The next morning, Cris, Kim & I joined with a honeymooning Colombian couple for a day-long jeep tour of San Agustin and the surrounding areas. The tour was quite interesting and we checked out the lush countryside, the huge carved stone sculptures, a few waterfalls, a jaggery making workshop and had a traditional Colombian lunch.

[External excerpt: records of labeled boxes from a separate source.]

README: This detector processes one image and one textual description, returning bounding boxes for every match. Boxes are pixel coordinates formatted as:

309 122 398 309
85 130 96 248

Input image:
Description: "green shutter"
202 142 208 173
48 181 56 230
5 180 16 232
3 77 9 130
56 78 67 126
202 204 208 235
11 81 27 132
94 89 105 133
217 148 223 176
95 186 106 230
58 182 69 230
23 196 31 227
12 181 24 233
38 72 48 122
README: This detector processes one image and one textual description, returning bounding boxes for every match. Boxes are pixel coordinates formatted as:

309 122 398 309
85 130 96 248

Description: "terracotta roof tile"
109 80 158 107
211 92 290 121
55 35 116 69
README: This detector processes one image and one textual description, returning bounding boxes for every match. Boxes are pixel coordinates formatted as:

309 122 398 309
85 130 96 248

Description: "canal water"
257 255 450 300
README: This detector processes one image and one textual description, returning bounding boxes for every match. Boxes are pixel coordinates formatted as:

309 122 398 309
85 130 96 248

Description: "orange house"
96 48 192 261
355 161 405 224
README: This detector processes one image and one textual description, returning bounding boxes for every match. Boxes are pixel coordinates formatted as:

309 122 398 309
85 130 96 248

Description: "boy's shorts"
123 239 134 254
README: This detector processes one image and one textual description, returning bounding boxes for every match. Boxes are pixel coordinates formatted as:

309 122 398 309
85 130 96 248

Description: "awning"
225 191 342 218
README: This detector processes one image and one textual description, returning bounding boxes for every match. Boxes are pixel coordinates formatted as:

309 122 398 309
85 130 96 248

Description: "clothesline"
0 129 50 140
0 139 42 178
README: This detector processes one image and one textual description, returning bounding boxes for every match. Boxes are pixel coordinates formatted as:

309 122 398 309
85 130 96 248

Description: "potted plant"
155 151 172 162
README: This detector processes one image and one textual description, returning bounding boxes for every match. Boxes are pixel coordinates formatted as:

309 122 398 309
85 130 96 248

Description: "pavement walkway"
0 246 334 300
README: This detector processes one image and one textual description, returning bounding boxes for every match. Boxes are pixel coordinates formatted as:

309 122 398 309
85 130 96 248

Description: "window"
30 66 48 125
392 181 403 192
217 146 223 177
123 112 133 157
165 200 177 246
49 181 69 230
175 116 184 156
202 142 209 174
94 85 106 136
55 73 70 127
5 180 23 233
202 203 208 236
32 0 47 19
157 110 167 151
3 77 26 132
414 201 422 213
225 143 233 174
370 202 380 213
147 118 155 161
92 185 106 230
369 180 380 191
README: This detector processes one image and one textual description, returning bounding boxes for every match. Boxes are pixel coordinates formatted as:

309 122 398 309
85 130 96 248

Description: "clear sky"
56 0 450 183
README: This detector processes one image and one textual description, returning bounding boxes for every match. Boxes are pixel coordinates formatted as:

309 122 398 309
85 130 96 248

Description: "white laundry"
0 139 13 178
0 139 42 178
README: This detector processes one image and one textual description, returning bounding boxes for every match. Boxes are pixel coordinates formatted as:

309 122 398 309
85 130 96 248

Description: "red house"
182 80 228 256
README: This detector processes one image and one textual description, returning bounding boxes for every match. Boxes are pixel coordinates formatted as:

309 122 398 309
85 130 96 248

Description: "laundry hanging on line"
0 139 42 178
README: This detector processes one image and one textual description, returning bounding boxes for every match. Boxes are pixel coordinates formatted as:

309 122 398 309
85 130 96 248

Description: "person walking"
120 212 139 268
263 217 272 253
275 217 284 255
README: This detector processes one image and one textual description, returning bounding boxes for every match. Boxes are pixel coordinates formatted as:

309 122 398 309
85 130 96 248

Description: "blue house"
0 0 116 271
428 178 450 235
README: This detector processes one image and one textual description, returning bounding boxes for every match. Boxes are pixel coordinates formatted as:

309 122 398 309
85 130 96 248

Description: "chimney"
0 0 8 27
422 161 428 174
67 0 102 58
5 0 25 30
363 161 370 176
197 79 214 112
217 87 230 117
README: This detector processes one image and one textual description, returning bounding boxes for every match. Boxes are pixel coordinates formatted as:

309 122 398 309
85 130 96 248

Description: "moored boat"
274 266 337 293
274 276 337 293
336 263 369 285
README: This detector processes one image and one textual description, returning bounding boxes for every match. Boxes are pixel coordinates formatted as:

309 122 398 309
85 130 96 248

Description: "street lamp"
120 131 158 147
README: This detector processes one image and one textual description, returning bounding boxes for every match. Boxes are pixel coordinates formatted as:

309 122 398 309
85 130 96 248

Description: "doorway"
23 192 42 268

The river Magdalena gushes through this narrow gorge with tremendous force

Jeep trail

Jaggery making workshop

The jaggery being made into bricks

One stone statue

Another stone statue

A whole bunch of stone statues

At least one other Indian had come to see the stone statues

With the Colombian couple, Cris and some local kids
San Agustin had failed to impress me and I was ready to leave the next morning. Since the Dutch pair were also headed to Popayan, we decided to travel there together. But we hadn’t anticipated that there would be so few buses going our way, and those that did, would be filled to capacity. So finally after a long wait, and some to-and-fro camioneta rides between the highway and the center of town, we finally managed to get 3 confirmed seats on a bus to Popayan.
Travelling again on the non-existent road and having to endure the second 6-hour-long agonizing journey within a span of 3 days took its toll on my body. By the time we got back to Popayan, I was running a slight temperature and had a splitting headache. But instead of directly hitting the sack, I decided to join a Spanish guy, an Australian girl and a German guy for dinner. This turned out to be a great decision because the wonderful dinner with the 3 other solo travelers (with all four of us headed in different directions the next day) did a lot to alleviate my illness.